Disruption of E.coli chromosomal genes using RAM-targetron constructs. (A) Group II introns targeted to insert into the E.coli lacZ and argF genes. Group II intron LacZ-1240s inserts at position 1240 in the sense (s) strand of the lacZ ORF and ArgF-468a inserts at position 468 in the antisense (a) strand of the argF ORF. The introns were constructed by identifying the best matches to the ‘fixed’ positions recognized by the IEP and then modifying the intron EBS2, EBS1 and δ sequences to base pair to target site positions –12 to –8, –6 to –1, and +1 to +3, respectively, for the EBS/IBS and δ/δ′ interactions (12,13). The targeted introns were cloned into the pACD3-RAM donor plasmid modified to contain complementary IBS1 and IBS2 sequences in the 5′ exon to ensure efficient RNA splicing. The figure shows target sites and base pairing interactions for the retargeted introns. Nucleotide residues that match the wild-type target site are shaded. (B and C) Southern blots showing disruption of the chromosomal lacZ and argF genes by the retargeted group II introns. DNAs isolated from randomly chosen disruptants were digested with AatII + ApaLI, which linearizes the donor plasmid without cutting within the intron, and Southern blots were hybridized with a 32P-labeled probe specific for the retrotransposed intron. Lanes 1–10 contain DNAs from 10 randomly chosen disruptants from an experiment in which TpR colonies were selected directly on plates; lanes 11 and 12 contain DNAs from two disruptants in which cells were grown to saturation in liquid culture containing trimethoprim prior to plating. The left lane contains 5′-labeled DNA markers (M) and the right lane contains linearized donor plasmid. The lacZ disruptant in lane 9 still contains a trace amount of donor plasmid (asterisk). (D) Southern blots of random chromosomal disruptants obtained using a RAM-targetron library with randomized target site recognition sequences. DNAs isolated from 13 randomly chosen TpR colonies were digested with BsaWI + BsrFI and analyzed as above.

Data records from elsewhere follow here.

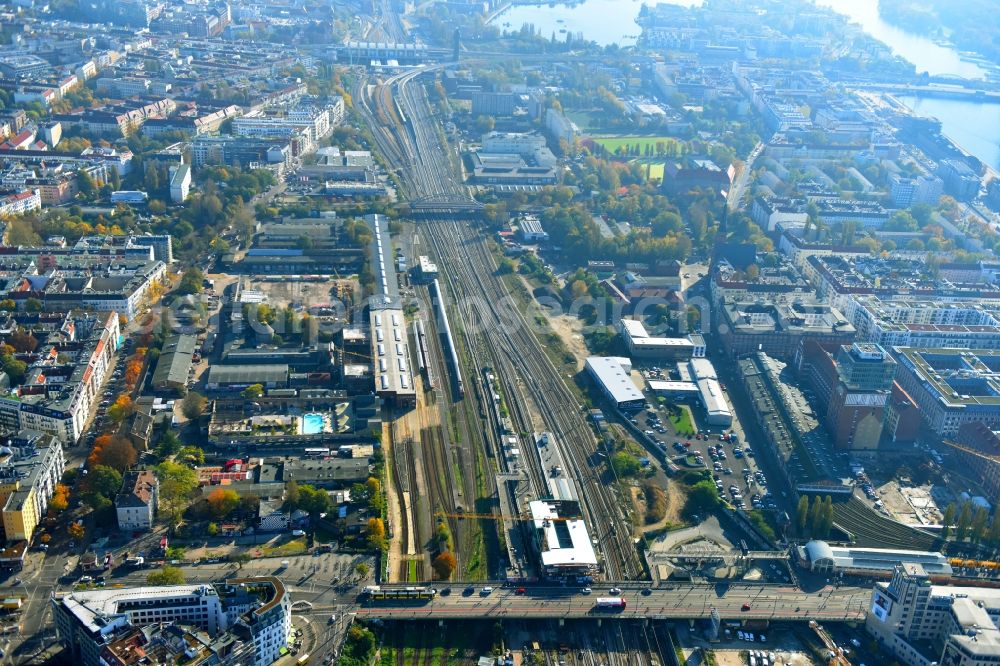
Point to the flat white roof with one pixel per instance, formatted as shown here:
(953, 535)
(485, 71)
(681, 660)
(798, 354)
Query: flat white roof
(712, 398)
(669, 386)
(702, 368)
(566, 542)
(608, 371)
(88, 606)
(634, 328)
(661, 342)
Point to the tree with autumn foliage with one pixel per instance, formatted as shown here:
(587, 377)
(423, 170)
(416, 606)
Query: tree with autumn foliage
(444, 564)
(122, 408)
(375, 531)
(113, 451)
(60, 498)
(133, 368)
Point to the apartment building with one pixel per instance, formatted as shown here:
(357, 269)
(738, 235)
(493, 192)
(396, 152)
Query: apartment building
(921, 624)
(136, 503)
(255, 611)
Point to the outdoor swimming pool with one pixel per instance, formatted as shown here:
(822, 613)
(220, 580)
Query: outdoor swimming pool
(312, 424)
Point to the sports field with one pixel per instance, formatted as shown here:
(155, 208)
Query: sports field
(613, 143)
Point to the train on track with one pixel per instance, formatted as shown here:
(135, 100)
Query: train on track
(378, 593)
(449, 340)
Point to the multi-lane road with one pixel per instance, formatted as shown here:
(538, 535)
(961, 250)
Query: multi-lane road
(738, 602)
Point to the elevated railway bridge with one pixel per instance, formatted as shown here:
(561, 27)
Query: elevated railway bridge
(743, 602)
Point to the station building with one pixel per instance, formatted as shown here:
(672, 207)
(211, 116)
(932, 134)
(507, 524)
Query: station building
(821, 557)
(561, 538)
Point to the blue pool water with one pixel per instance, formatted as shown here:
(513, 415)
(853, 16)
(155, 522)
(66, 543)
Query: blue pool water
(312, 424)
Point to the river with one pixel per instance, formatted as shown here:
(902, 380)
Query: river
(973, 126)
(925, 54)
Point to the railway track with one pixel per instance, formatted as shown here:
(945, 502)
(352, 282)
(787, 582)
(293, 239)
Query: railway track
(501, 338)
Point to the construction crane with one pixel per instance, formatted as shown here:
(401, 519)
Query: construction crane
(971, 451)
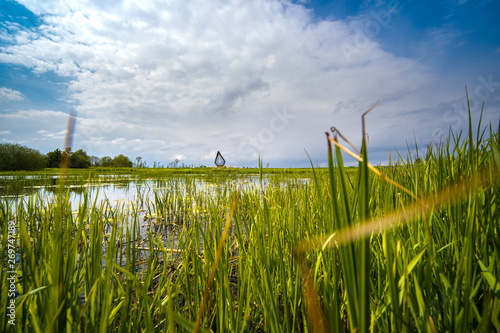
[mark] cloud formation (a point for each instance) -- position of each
(184, 79)
(8, 95)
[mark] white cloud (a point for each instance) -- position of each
(186, 78)
(8, 95)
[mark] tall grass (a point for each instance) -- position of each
(344, 252)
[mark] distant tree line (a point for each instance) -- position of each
(17, 157)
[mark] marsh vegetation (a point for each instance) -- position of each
(410, 247)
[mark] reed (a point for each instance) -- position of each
(409, 247)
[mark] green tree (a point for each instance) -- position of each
(54, 158)
(121, 161)
(79, 159)
(16, 157)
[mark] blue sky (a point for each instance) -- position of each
(169, 80)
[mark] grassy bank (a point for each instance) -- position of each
(346, 251)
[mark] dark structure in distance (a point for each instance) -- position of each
(219, 160)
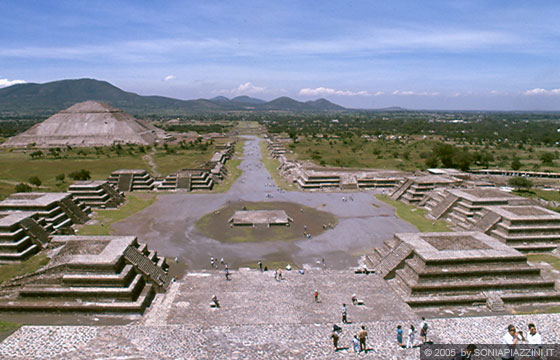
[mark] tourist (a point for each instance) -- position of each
(534, 340)
(466, 354)
(510, 339)
(362, 336)
(356, 344)
(399, 336)
(410, 341)
(423, 330)
(335, 338)
(215, 301)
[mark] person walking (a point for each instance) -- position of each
(356, 344)
(399, 336)
(410, 340)
(423, 330)
(335, 338)
(362, 336)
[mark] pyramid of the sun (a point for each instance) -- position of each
(90, 123)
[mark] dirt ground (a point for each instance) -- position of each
(168, 225)
(305, 219)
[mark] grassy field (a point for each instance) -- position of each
(170, 163)
(408, 154)
(134, 203)
(415, 216)
(271, 165)
(30, 265)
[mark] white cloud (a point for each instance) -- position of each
(6, 82)
(539, 91)
(249, 88)
(414, 93)
(329, 91)
(243, 89)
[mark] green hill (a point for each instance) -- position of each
(57, 95)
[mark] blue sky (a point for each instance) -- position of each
(488, 55)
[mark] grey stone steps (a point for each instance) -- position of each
(502, 284)
(536, 247)
(444, 206)
(95, 279)
(129, 292)
(487, 222)
(449, 300)
(147, 267)
(525, 237)
(16, 246)
(22, 255)
(531, 297)
(398, 255)
(401, 189)
(8, 236)
(138, 305)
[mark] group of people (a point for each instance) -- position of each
(358, 341)
(412, 333)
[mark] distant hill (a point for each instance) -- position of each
(57, 95)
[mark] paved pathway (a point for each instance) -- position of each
(168, 225)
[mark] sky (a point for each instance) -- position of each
(448, 55)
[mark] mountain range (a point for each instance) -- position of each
(57, 95)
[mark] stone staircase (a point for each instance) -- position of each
(486, 222)
(399, 191)
(125, 182)
(444, 206)
(100, 282)
(147, 267)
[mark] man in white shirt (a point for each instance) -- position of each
(511, 338)
(534, 340)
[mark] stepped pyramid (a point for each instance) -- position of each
(87, 124)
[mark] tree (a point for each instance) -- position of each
(547, 158)
(35, 154)
(520, 182)
(34, 180)
(22, 187)
(80, 175)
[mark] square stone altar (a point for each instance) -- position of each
(260, 217)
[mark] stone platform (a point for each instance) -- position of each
(461, 269)
(261, 318)
(260, 217)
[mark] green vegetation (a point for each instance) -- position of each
(30, 265)
(134, 203)
(232, 167)
(8, 327)
(271, 165)
(415, 216)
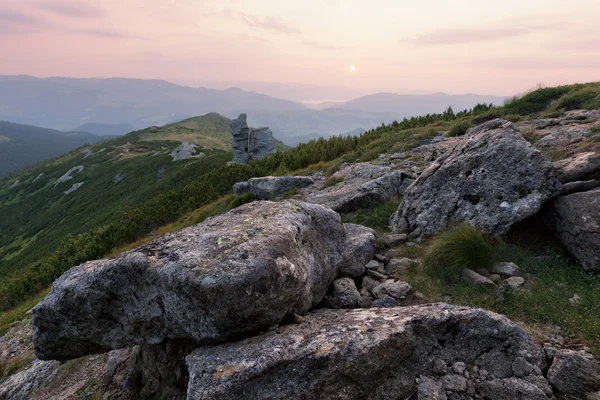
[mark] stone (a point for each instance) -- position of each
(271, 187)
(515, 282)
(250, 143)
(377, 354)
(574, 374)
(506, 269)
(393, 239)
(360, 246)
(468, 185)
(473, 278)
(230, 276)
(362, 185)
(398, 266)
(398, 290)
(575, 219)
(344, 294)
(579, 186)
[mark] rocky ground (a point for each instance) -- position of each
(281, 300)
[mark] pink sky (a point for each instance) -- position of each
(454, 46)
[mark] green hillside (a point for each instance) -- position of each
(117, 175)
(25, 145)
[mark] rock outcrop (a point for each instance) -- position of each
(437, 350)
(361, 185)
(492, 179)
(575, 219)
(250, 143)
(271, 187)
(231, 276)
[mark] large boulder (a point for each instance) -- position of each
(231, 276)
(375, 354)
(491, 179)
(271, 187)
(575, 219)
(361, 185)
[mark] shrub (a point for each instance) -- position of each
(459, 129)
(457, 248)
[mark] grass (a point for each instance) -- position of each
(457, 248)
(377, 217)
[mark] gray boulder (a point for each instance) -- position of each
(492, 179)
(575, 219)
(250, 143)
(575, 374)
(378, 354)
(362, 185)
(271, 187)
(580, 167)
(232, 275)
(360, 246)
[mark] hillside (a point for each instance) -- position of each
(24, 145)
(39, 210)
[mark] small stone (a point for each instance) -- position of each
(506, 269)
(515, 282)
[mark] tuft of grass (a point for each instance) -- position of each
(332, 181)
(451, 251)
(377, 217)
(459, 129)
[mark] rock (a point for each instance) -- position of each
(574, 374)
(393, 239)
(575, 219)
(579, 186)
(19, 386)
(360, 246)
(378, 354)
(232, 275)
(398, 266)
(185, 151)
(362, 185)
(250, 143)
(515, 282)
(385, 301)
(370, 283)
(271, 187)
(469, 185)
(473, 278)
(344, 294)
(580, 167)
(397, 290)
(506, 269)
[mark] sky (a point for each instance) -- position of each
(459, 46)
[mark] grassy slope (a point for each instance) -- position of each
(555, 278)
(120, 174)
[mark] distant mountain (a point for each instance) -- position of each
(24, 145)
(409, 105)
(105, 129)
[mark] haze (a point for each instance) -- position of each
(396, 46)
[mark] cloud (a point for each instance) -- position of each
(471, 35)
(73, 9)
(271, 23)
(322, 46)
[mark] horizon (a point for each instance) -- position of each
(344, 50)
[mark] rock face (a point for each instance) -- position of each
(378, 354)
(575, 219)
(361, 185)
(250, 143)
(491, 179)
(271, 187)
(231, 276)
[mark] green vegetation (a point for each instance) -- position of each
(457, 248)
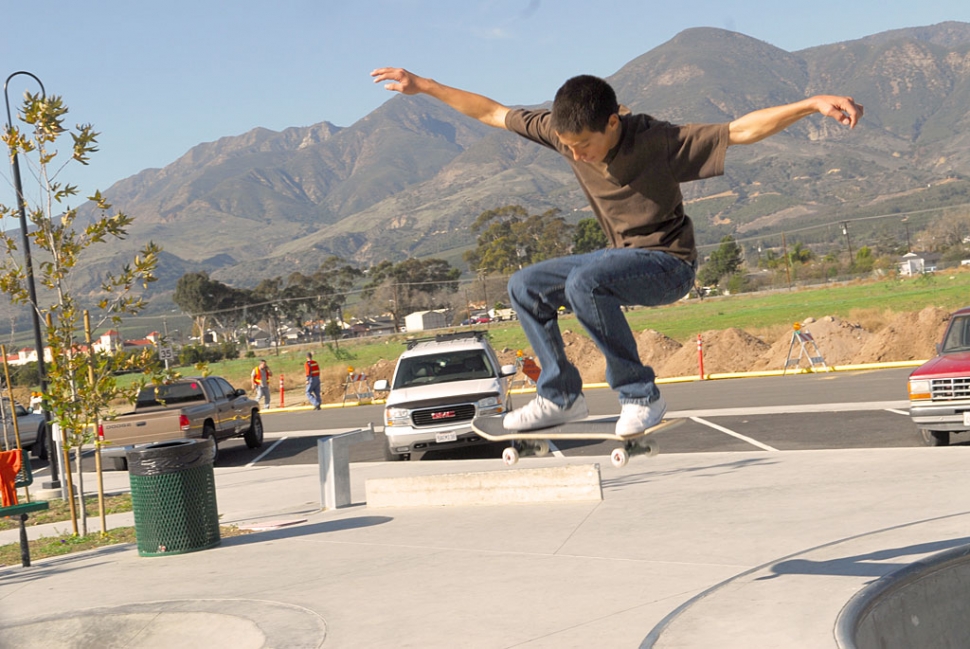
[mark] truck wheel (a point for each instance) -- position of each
(254, 435)
(936, 437)
(389, 456)
(208, 430)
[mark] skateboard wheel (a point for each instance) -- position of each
(510, 456)
(619, 457)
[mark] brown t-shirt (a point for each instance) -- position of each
(635, 192)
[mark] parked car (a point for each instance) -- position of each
(31, 428)
(939, 390)
(440, 384)
(193, 407)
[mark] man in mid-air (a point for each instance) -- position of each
(630, 166)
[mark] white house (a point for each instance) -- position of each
(917, 263)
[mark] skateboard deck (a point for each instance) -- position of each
(536, 442)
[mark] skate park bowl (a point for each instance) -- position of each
(922, 605)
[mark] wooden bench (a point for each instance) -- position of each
(24, 478)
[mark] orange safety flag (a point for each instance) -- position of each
(531, 369)
(9, 468)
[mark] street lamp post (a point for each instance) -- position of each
(55, 482)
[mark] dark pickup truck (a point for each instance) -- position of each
(939, 390)
(194, 407)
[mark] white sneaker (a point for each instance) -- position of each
(634, 418)
(542, 413)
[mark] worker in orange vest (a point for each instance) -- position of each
(260, 377)
(312, 370)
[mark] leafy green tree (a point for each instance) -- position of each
(201, 297)
(81, 383)
(589, 237)
(326, 289)
(410, 284)
(726, 260)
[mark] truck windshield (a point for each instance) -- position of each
(443, 368)
(957, 336)
(167, 395)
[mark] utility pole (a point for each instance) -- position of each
(784, 248)
(848, 243)
(55, 482)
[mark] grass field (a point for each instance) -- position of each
(871, 303)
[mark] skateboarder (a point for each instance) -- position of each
(630, 166)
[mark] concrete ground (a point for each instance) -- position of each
(741, 549)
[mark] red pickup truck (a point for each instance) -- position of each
(939, 390)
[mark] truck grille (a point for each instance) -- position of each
(950, 389)
(443, 415)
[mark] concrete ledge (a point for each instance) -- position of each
(922, 605)
(549, 484)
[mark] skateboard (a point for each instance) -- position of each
(536, 442)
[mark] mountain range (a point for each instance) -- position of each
(409, 178)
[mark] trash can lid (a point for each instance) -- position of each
(170, 456)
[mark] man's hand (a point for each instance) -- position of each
(401, 80)
(488, 111)
(758, 125)
(844, 110)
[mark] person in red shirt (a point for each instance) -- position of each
(312, 370)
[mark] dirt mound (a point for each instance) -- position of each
(655, 348)
(731, 350)
(909, 336)
(585, 355)
(838, 342)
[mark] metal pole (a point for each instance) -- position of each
(848, 243)
(55, 482)
(784, 248)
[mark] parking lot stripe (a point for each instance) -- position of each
(730, 432)
(555, 450)
(267, 451)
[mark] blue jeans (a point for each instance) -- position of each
(595, 286)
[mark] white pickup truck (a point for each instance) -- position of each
(440, 384)
(193, 407)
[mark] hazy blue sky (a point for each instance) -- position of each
(158, 78)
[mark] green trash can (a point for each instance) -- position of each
(173, 496)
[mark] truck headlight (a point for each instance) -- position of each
(397, 416)
(489, 406)
(920, 389)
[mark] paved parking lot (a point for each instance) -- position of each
(865, 409)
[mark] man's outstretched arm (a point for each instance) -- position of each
(485, 110)
(759, 124)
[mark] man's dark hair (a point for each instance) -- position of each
(583, 102)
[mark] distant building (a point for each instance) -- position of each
(422, 320)
(917, 263)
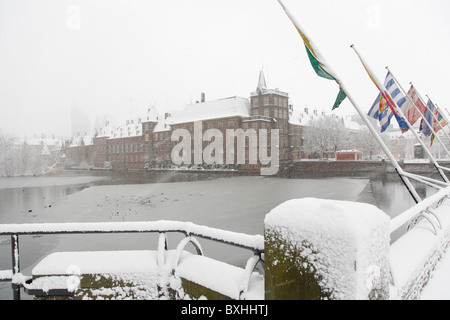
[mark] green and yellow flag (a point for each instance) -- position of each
(317, 62)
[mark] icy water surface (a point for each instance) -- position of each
(233, 203)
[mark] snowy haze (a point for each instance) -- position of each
(120, 56)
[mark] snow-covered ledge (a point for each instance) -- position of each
(324, 249)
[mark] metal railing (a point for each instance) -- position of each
(255, 243)
(421, 210)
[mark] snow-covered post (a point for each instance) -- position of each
(325, 249)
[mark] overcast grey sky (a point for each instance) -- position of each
(112, 56)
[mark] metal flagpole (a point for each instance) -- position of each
(418, 110)
(400, 112)
(375, 134)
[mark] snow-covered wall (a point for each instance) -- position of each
(324, 249)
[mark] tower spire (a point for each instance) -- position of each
(261, 81)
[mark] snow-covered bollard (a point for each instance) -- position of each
(326, 249)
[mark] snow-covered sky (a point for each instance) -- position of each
(120, 56)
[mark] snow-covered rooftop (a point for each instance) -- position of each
(164, 124)
(228, 107)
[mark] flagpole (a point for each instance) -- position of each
(442, 114)
(421, 114)
(383, 90)
(363, 116)
(436, 118)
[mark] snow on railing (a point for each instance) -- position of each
(252, 242)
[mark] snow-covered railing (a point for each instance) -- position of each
(255, 243)
(422, 209)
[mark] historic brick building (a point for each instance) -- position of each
(146, 142)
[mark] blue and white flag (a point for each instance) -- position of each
(381, 110)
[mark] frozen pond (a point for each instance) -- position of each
(236, 203)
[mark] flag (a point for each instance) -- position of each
(412, 113)
(317, 62)
(384, 105)
(428, 115)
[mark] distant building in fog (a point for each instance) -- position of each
(80, 122)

A targetron with an excisible marker permits multiple gene disruptions

To adapt the system for multiple gene disruptions, we constructed a modified RAM-targetron in which the TpR gene is flanked by FRT sites recognized by the site-specific recombinase Flp (23) (Fig. 2B). The addition of the FRT sites reduced the mobility frequency of the targetron in the E.coli plasmid assay by ∼50%. First, we transformed the LacZ-1240s targetron containing the FRT-flanked RAM marker into E.coli HMS174(DE3) and selected TpR colonies to obtain lacZ disruptants as above. After curing the targetron donor plasmid by growth in IPTG, we introduced a temperature-sensitive plasmid expressing Flp recombinase (pMAK-Flp), leading to 100% excision of the inserted TpR marker gene, as indicated by reversion to trimethoprim sensitivity and confirmed by PCR (data not shown). We then cured pMAK-Flp by growing at 42°C and repeated the process with the ArgF-468a targetron to obtain the desired lacZ argF double disruptants. In principle, this procedure can be applied to obtain strains with as many disruptions as desired.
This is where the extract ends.